Nathan-ism (Golod, 2023)

Nathan-ism is a near-miss of a documentary that has a promising subject and appears to stumble across an important and unexpected angle, but it is ultimately unable to put the pieces together in a way that would tell the story effectively.

The subject is Nathan Hilu, a nonagenarian Jew who claims to have acted as Hermann Göring’s guard during the Nuremberg Trials. Hilu makes a unique style of art, combining drawing and text to process his traumatic memories of World War II. The first part of the documentary focuses on broad themes, including what makes his art different and attempts to enhance his reputation in the art world.

But then the documentary abruptly shifts gear as some of the interviewees begin discussing not Hilu’s art, but the uncertainty of human memory. The film begins discussing what it would mean if Hilu had manufactured his memories…before it even explains what led to anyone questioning them in the first place.

Much of the back section of the film revolves around attempts to verify parts of Hilu’s biography, which proves to be a difficult task because an archive of military records in St. Louis caught fire. This part of the story is told clearly enough, but I was still confused as to what led the film producers to search the military records or doubt his recollections in the first place.

It is actually pretty rare, when a movie falters, that I can clearly extract and label one element as the cause. Film is a collaborative medium, and it can be hard to assess whether problems are the result of writing or acting, directing or cinematography. In this case, however, it was the editing that left me frustrated.
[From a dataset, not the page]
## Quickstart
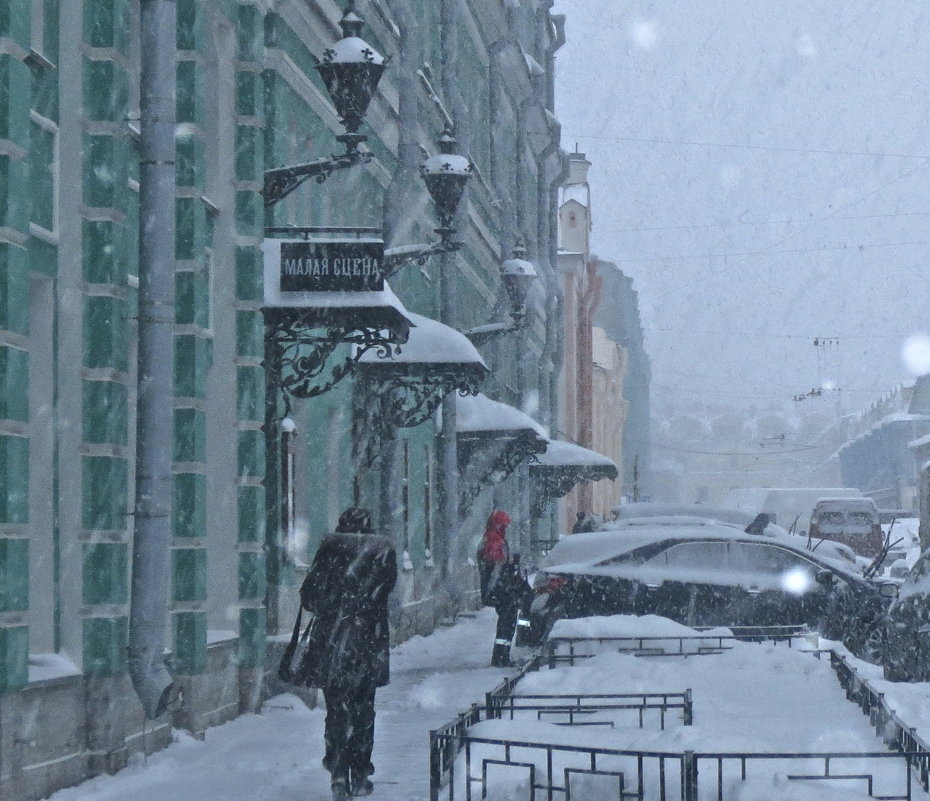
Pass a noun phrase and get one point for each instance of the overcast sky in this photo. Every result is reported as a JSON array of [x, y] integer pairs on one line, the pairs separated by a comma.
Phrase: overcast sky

Late in the section about attempts to verify Hilu’s account, the filmmakers introduce the most damning piece of evidence — an old interview in a Jewish periodical in which Hilu appears to claim (in contradiction to his contemporary claims that he saw Göring’s wife visit him and kiss him immediately before his execution) that he left the trial weeks before its conclusion. Then there is a passage where the filmmakers question Hilu and he shows the antagonistic reactions that a previous interviewee had described as the cause of her distrust….but which we hadn’t yet seen on camera.

So what is going on here? Were there elements that made the filmmakers suspicious earlier that were bracketed out of the first half in order to influence our judgment? Was Hilu’s affect (as it appears) a response to distrust rather than the cause of it? Once the film finally gets out into the open the causes of the question, it almost immediately answers them by having the researcher uncover a key piece of evidence. Thus there is never any time for us to formulate an opinion or to feel tension or understand the stakes. It’s as though we are told what the stakes of the question are, given the answer, and only then told why it was asked. This very strange editing robs the documentary of much of its potential impact because there is only a very short stretch during which the validity of Hilu’s memories is questioned and that is through second-hand explanations of people who questioned it rather than through presenting the evidence to the viewer and inviting us to question.

Perhaps the filmmakers didn’t want to dwell too much on the doubts given the resolution, but then why introduce them at all? At 79 minutes, the film isn’t particularly packed. Was there not enough of a story to reach feature-documentary length? Or was this intended to be the core of the story and it just wasn’t executed well? Either way, we are left with a fascinating topic and only a very superficial examination of its importance and relevance.